The recent N8 report “The Power of 8” by a group of 8 northern English Universities (Durham, Lancaster, Leeds, Liverpool, Manchester, Newcastle, Sheffield and York) is wonderfully bombastic but also illustrates what is wrong with university technology transfer and how little they understand about the real world.
Despite all the big numbers – the 8 Universities have calculated that they are worth a rather precise £12.2 billion ‘to the North’ with a turnover higher than the Premier League – nobody other than the Universities seems to have benefitted.
While the N8 claim to have generated a further 51,700 FTE jobs in other sectors of the economy as a result of buying microscopes, butties and stotties, the impact on generating highly skilled jobs or tech unicorns is less impressive.
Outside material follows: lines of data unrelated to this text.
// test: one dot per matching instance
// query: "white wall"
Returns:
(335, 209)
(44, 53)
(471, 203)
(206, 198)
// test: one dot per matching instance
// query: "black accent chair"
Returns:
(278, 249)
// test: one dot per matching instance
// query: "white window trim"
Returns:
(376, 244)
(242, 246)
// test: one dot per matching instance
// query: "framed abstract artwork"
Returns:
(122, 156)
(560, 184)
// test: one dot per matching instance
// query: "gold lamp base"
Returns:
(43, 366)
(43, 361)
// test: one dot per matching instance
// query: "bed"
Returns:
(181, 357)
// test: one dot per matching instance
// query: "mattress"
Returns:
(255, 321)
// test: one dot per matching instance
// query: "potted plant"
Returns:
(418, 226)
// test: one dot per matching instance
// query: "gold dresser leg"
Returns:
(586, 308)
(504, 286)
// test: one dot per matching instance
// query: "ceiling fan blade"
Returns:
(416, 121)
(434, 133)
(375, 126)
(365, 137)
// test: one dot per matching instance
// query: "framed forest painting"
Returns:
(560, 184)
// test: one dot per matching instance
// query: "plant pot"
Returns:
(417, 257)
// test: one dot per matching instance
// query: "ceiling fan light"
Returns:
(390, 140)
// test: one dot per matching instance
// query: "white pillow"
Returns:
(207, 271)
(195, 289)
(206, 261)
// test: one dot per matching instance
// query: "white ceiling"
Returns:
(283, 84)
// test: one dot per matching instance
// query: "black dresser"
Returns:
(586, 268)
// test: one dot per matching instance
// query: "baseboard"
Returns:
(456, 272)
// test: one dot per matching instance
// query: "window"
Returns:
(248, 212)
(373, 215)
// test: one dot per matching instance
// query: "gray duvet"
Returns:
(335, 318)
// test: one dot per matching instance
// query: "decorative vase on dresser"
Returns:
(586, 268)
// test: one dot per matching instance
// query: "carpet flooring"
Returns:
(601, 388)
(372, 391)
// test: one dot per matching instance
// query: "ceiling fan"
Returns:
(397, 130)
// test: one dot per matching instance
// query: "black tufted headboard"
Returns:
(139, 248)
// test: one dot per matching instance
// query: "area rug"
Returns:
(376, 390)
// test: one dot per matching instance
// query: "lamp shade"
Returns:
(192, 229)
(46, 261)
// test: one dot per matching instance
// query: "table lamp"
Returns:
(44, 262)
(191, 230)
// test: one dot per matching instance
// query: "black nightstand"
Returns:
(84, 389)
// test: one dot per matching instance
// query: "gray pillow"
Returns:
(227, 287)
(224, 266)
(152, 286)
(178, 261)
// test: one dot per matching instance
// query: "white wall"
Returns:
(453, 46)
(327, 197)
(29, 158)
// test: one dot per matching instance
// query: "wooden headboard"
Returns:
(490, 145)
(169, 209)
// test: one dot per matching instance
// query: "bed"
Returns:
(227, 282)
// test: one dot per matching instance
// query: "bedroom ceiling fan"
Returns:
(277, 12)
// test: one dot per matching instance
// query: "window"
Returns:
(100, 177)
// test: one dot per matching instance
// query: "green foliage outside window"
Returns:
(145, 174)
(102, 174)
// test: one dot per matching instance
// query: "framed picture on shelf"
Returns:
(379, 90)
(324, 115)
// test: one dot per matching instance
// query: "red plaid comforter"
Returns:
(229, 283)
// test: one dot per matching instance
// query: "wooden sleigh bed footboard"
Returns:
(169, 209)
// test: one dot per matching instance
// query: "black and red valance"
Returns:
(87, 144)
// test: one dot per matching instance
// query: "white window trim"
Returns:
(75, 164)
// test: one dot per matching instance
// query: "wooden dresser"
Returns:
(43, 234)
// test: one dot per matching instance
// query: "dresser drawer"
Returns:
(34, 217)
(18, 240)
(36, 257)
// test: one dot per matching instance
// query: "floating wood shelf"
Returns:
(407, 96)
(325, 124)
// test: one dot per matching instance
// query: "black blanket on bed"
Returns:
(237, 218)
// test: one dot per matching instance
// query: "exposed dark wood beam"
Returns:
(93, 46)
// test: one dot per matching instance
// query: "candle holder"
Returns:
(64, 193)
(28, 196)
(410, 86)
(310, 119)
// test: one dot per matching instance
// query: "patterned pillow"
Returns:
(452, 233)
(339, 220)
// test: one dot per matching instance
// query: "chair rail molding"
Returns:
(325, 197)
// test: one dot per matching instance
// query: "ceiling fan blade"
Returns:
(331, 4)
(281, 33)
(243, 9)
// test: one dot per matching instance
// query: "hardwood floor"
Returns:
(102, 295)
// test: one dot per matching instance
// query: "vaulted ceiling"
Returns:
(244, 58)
Tech unicorns in N8 land are the nine companies created since 2010 which are worth over £1m (I had to re-read that a couple of times to check that there wasn’t a typo or a few missing zeros) – which implies that the other 570 companies created are either worthless, not worth talking about or have folded.
Rather than trumpeting this the N8 should be hanging their heads in shame. According to the report, research income of £1.26 billion a year, that’s £6.3 billion over 5 years, has generated maybe 20 million pounds worth of spin out companies giving a return on investment of 0.3% over five years – even assuming that the Universities own 100% of the companies which they don’t.
It is about time that someone addressed the issue of how the UK’s fantastically wealthy universities continue to increase tuition fees, while refusing to put any effort into benefitting anyone other than themselves – and the Chinese, Korean and Japanese companies who keep a close eye on UK science and spot the commercial opportunities and patent them first. Remember graphene?
It seems from this report that the N8 Universities are simply paying lip service to commercialisation while doing the bare minimum to avoid criticism. Putting the Teletubbies in charge of commercialising research would have been equally effective.
If the best brains in the country can only manage an annual ROI from their research measured in hundredths of a percent, then something is clearly amiss. Even more worrying is that they seem to think this a cause for celebration.